1st a well deserved round of applause for Steve W, Jack, and Matt on steering us through the plethora of numerical models and the objective verification techniques of DTC. Our week started off with a rather well behaved and straight forward event over the northern Mississippi Valley into the northern plains. The second day was a highly frustrating forecast over Oklahoma, Kansas, and Northern Texas where overnight convection and gravity wave played havoc to the forecast and lack of convection over Oklahoma. The third day was even more frustrating with a weaker forced case south of an east-west stationary front from northern Virginia and back to Kentucky. The final case was a high plains case from Wyoming and Nebraska southward to the Texas Panhandle.
For our week of evaluating the models, my first impression was the number of models that provided a whole host of solutions. Through experience from the staff, they steered us to look at the reflectivity fields, outflows and updrafts instead of digging ourselves into a myriad of model fields that no one could have possibly looked at in the short time we had to prepare a forecast outlook. After shifting my paradigm to this style of forecasting which was somewhat uncomfortable, it was a comfortable feeling when we saw similar results from the models. This was not a common event as most of the cases were marginal or weakly forced.

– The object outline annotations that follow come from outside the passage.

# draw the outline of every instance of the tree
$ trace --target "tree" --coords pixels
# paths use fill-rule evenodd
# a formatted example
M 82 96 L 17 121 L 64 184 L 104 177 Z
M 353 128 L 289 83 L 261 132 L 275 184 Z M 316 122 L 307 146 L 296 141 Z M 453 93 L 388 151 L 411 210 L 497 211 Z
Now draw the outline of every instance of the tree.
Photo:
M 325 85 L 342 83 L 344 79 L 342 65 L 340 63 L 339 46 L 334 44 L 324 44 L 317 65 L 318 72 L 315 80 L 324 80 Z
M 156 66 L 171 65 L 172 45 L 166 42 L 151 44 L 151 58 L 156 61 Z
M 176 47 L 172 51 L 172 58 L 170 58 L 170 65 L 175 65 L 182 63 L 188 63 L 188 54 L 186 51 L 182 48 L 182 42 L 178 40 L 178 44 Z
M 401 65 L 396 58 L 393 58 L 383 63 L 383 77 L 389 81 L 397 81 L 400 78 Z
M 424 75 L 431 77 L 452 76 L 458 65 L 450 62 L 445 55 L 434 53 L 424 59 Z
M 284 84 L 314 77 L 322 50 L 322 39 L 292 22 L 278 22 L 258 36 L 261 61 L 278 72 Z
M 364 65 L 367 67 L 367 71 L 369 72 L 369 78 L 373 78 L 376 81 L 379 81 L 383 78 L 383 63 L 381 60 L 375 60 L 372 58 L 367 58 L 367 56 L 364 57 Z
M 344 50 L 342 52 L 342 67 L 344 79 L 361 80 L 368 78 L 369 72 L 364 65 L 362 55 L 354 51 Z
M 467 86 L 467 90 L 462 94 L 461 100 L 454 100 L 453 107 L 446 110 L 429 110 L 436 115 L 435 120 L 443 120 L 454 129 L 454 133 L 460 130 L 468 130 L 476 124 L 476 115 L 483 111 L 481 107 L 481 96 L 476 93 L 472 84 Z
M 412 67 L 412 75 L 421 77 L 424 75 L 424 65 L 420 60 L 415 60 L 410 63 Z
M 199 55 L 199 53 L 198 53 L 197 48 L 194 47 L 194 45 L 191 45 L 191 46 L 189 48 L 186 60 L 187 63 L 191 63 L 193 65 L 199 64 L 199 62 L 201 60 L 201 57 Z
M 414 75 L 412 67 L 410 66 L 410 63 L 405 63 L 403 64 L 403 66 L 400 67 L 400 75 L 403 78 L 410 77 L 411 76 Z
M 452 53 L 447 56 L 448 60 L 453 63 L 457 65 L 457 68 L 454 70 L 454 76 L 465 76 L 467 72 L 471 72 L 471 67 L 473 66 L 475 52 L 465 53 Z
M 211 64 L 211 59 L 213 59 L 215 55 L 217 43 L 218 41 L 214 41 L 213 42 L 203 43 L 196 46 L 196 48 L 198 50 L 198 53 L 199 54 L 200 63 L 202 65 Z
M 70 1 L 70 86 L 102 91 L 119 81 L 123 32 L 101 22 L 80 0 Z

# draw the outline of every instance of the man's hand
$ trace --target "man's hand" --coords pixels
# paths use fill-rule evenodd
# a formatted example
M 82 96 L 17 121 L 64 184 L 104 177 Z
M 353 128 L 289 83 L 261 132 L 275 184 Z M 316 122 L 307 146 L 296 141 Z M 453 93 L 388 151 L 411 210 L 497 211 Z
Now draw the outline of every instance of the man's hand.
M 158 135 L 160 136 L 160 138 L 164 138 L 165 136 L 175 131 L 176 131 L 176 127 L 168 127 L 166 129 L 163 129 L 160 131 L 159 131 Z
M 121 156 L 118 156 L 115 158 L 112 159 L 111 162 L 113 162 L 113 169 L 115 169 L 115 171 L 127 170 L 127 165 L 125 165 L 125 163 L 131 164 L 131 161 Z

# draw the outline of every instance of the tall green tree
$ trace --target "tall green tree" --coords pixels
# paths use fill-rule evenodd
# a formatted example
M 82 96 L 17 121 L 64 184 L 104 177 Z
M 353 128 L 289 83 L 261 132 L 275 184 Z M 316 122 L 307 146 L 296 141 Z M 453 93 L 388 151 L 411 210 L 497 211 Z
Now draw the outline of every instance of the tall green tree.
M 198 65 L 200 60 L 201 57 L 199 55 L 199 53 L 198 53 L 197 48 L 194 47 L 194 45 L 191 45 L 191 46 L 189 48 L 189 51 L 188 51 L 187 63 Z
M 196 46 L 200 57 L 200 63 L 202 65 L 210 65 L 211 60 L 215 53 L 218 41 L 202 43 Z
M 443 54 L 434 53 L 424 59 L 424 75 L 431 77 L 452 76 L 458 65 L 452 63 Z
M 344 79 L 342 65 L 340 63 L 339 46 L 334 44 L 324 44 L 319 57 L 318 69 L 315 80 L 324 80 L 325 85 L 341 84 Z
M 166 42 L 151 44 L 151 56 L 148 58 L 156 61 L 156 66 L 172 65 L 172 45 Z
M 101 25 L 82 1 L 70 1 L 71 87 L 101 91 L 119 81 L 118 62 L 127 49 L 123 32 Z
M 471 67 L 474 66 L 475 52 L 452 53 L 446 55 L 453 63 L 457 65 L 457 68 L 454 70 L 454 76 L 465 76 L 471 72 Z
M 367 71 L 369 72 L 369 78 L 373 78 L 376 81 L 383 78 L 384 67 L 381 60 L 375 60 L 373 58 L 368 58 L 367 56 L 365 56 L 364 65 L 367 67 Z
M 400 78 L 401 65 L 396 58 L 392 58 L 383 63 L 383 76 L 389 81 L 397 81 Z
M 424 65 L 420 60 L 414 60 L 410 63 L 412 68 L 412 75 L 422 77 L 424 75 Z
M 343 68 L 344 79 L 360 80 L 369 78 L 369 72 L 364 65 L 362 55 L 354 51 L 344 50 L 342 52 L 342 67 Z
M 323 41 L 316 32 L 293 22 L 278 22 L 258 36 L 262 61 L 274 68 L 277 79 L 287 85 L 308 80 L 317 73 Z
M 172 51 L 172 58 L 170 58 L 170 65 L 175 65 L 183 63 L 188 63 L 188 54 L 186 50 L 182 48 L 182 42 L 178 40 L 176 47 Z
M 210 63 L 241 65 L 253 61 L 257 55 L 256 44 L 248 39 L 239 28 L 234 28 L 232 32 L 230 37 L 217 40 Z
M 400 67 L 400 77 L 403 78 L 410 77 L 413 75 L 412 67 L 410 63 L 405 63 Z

One concern I have is that I did not see a huge bang for the money in the 1 km Caps model runs vs. the 4 km Caps models. There was a huge discussion about the assimilation of the data into the models and my thoughts are that until we sample the atmosphere with higher resolution, frequency and more accurately then I do not see where the higher scale models will provide better results for forecast operations. This is just an opinion and I hope the modelers can prove me wrong.
Another concern, I have is the way the data is displayed to the forecaster. With the wealth of data that is available and our current display techniques, I am afraid this has or will force many forecasters to find a comfort level of what data types to use. This means there may be valuable data sets to view but due to comfort level and time constraints these data sets may never be used.
Overall, the week was extremely enlightening on seeing the techniques that are being developed to help the forecaster. In time as the development envelop is pushed, I expect to see great information delivered to the operational desk. I am somewhat disheartened but not surprised on the lack of help we saw in weakly forced environments.